Both programs are written in C++17 and use the sockpp library for networking, thus it must be first downloaded and installed. The development of this framework is carried out with Visual Studio Code/CMAKE and tested on three platforms (Windows 8.1/10, macOS Big Sur, Ubuntu 20.04). Under Ubuntu Linux, all the required dependencies are installed with

$ sudo apt update
$ sudo apt upgrade
$ sudo apt install build-essential cmake git libopencv-dev

To compile the programs, issue these commands:

$ git clone https://github.com/gbaruffa/liquid-edge-ocv-cam-streamer
$ cd liquid-edge-ocv-cam-streamer
$ mkdir build
$ cd build
$ cmake ..
$ make

Since the streaming part uses a network socket, it must be opened in the firewall of your machine and network. For instance, under Ubuntu Linux, you need to allow (UDP and TCP) traffic on this port with

$ sudo ufw allow 15000

If, for any reason, you need to change the default streaming port number, please also remember to add/update the relevant rule in the firewall.

Advanced installation

OpenCV may efficiently use GPUs to perform the computer vision tasks. The receiving program can be accelerated by GPUs using NVIDIA CUDA. To benefit from the GPU acceleration, you might want to install OpenCV manually after compiling it from source. The steps are beyond this documentation, however I will try to detail them a little more.

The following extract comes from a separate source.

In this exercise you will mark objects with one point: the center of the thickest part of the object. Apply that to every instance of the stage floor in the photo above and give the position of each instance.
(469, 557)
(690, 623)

  • Install NVIDIA drivers from NVIDIA website (https://www.nvidia.it/Download/index.aspx): the proprietary drivers provided by Linux distributions (e.g., Ubuntu's nvidia-driver package) are good as well.
  • Install CUDA from NVIDIA website (https://developer.nvidia.com/cuda-downloads): select the exact combination of OS/CPU/architecture/packaging to get what you need.
  • Install cuDNN from NVIDIA website (https://developer.nvidia.com/cudnn): you need to register yourself as a developer to get the precompiled libraries. Please select the cuDNN libraries exactly matching your CUDA version major number (e.g., /usr/local/cuda/bin/nvcc -V).
  • Uninstall any previous version of OpenCV, especially if it is prepackaged for your OS (e.g., Ubuntu's libopencv-dev).
  • Download OpenCV 4 source archives from OpenCV website (https://opencv.org/releases/ and https://github.com/opencv/opencv_contrib/releases).
  • Compile OpenCV with CUDA and cuDNN support: there are several tutorials on the Internet about how to this in the best way. Just keep trying until you obtain a satisfactory configuration.
  • Install the compiled OpenCV.
  • Reconfigure and recompile le-ocv-cam-streamer to link against the new OpenCV library.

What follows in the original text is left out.